Here I am substituting in this equation np is equal to n (^) i square. I am substituting this p with NA. Then I get this n equal to ni square by NA. The fundamental difference between a metal and a semiconductor is that metal is unipolar since current conduction is taking place only by electrons which are having only one sign that is negative sign.
(Refer Slide Time: 27:33)
But in semiconductor there are two charge carriers having negative as well as positive charges which are known as electrons and holes. Semiconductor is a bipolar material. There are 2 types of charge carriers positive as well as negative. Holes are positively charged and electrons are negatively charged. Whenever you apply an electric field, E then your holes and electrons will move in opposite directions since they are of opposite sign but the current due to both these two components will be in one direction.
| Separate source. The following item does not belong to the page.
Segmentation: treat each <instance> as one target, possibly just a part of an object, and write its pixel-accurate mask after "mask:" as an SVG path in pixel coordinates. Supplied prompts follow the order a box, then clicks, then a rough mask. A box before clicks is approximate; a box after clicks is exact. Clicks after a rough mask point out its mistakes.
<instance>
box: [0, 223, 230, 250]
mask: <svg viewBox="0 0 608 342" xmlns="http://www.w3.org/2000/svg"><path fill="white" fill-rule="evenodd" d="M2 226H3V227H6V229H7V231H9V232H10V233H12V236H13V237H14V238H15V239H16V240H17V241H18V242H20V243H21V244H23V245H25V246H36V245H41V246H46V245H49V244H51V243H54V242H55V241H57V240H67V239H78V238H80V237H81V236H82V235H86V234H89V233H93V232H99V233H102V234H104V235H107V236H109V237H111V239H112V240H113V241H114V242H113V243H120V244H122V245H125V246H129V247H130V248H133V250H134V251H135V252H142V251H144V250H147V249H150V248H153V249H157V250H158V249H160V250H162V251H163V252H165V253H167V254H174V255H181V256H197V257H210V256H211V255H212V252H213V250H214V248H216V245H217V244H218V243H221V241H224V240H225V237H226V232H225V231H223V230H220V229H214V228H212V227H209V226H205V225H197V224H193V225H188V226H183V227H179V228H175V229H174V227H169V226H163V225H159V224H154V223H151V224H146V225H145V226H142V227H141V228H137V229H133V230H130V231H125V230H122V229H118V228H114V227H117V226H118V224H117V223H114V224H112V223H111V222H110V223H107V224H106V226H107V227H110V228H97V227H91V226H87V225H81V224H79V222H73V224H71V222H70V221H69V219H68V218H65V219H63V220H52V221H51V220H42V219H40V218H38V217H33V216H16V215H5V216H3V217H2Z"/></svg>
If you want to find out the current density after the application of an electrical field E, that is given by this expression. The current density J is equal to n times mu n plus p times mu p into q into E which is known as sigma into E. What are those terms? n is magnitude of free electron concentration, mu n is mobility of the electrons, p is magnitude of the hole concentration and mu p is the mobility of holes, q is the charge of an electron and sigma is known as conductivity which is given by this expression n mu n plus p mu p into q. For intrinsic semiconductor as n is equal to p which is equal to ni that is intrinsic concentration, we get for intrinsic semiconductor if you want to find out the current density you will have to simply substitute ni both for n and p.